Re: Tk::Canvas->createLine max?
by zentara (Cardinal) on Aug 11, 2010 at 12:37 UTC
    Hi, I think you are just running into an internal Tk wall, where it cannot handle updating too many objects. My only suggestion is to consolidate your points into mini-bezier line segments, to reduce the number of canvas objects being tracked. I used this approach in Tk Realtime data aquisition where I break every 1000 points into a new bezier segment. This greatly reduces Tk's internal overhead, by reducing it's internal object count by 1000.

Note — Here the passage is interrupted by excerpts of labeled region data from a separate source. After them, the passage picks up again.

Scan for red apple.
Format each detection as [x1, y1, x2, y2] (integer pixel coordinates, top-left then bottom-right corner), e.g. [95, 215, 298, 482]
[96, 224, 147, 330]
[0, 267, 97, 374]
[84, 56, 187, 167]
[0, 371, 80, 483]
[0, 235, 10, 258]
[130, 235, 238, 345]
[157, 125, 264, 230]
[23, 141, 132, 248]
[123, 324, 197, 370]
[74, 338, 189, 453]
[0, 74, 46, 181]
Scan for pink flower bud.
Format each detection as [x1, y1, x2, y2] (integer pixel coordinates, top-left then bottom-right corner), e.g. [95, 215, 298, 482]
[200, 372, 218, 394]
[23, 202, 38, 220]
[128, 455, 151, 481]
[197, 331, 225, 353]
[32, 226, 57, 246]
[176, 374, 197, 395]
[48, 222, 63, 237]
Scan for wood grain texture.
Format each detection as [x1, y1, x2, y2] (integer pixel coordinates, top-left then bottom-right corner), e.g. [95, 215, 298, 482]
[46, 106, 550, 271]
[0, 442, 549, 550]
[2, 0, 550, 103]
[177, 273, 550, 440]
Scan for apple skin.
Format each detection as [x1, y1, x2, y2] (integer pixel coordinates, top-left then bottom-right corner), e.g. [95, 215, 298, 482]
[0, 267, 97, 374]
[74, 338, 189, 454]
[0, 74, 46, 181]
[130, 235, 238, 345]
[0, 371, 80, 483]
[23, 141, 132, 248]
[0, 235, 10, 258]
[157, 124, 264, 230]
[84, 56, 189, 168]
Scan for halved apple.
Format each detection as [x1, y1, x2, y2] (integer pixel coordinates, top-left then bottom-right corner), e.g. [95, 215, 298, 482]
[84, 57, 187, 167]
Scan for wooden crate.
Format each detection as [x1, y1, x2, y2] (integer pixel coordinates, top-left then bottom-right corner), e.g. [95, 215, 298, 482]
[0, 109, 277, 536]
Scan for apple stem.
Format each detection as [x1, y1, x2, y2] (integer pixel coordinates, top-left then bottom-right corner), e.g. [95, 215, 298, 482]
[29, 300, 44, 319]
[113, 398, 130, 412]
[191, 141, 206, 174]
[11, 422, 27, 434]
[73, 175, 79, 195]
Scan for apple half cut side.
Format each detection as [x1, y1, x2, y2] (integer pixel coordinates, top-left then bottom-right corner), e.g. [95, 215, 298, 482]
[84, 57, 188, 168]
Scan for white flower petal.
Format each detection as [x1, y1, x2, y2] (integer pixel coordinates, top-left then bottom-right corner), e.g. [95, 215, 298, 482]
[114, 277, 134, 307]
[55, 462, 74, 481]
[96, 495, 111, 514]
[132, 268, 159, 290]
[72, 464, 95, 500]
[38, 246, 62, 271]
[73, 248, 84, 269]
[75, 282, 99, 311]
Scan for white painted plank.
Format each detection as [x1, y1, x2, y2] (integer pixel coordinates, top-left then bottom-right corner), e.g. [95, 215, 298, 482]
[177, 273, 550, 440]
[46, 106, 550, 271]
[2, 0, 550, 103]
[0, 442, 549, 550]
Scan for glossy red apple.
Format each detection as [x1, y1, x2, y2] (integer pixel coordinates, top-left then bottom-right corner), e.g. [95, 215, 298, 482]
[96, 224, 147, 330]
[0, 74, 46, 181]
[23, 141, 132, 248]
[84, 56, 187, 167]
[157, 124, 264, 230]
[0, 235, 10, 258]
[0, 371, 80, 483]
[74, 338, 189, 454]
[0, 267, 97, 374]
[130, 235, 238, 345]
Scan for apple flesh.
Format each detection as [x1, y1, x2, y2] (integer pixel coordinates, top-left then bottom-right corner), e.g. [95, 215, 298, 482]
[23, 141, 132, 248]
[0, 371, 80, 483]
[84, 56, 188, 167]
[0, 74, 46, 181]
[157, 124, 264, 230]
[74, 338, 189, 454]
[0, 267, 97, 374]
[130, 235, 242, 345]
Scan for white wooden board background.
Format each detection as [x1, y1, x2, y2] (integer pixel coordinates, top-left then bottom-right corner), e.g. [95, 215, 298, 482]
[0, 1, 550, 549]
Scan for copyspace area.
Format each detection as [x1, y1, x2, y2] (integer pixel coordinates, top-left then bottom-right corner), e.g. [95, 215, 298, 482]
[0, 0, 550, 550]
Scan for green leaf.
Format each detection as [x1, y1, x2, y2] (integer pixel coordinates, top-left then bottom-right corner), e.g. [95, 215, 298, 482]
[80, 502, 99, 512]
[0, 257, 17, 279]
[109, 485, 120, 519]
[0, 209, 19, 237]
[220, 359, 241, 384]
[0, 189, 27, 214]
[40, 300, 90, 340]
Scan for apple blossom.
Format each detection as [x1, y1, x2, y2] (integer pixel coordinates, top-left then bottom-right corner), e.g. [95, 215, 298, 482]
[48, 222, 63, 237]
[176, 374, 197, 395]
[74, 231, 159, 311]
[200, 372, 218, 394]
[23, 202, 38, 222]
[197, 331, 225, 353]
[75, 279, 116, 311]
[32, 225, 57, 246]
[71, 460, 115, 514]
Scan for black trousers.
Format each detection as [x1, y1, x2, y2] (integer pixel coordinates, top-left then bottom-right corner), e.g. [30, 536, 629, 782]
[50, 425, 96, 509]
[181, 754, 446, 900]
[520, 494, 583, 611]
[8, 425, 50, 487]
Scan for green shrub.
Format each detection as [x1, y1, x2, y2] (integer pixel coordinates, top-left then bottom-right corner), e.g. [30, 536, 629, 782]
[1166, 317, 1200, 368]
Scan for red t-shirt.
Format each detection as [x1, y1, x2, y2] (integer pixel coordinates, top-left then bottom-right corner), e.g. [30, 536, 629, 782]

    I'm not really a human, but I play one on earth.
    Old Perl Programmer Haiku

      Thanks for the reply! This is a good plan. I was thinking that one answer might be to break up the lines, but I was uncertain how to proceed beyond just splitting the lines up into segments and plotting them adjacent to each other. I took a quick look at the script you referred me to, and it bears similarity to what I am trying to do. I have a database of time-series data from instrumentation, and I am just trying to get the data displayed. Sometimes, these series are quite long and that was where I was getting into trouble. If it is an internal Tk wall, then splitting up the lines is really the only option. Besides, reducing internal overhead would be a very good thing, since my actual script, as it stands, performs kinda slow.

Re: Tk::Canvas->createLine max?
by Khen1950fx (Canon) on Aug 11, 2010 at 06:43 UTC
    I couldn't get your script to work. The window would come up, but when I clicked on a button, it stuck. This reminds me a little of a demo called plop.ppl. It gives a good example of how to do minimum and maximum.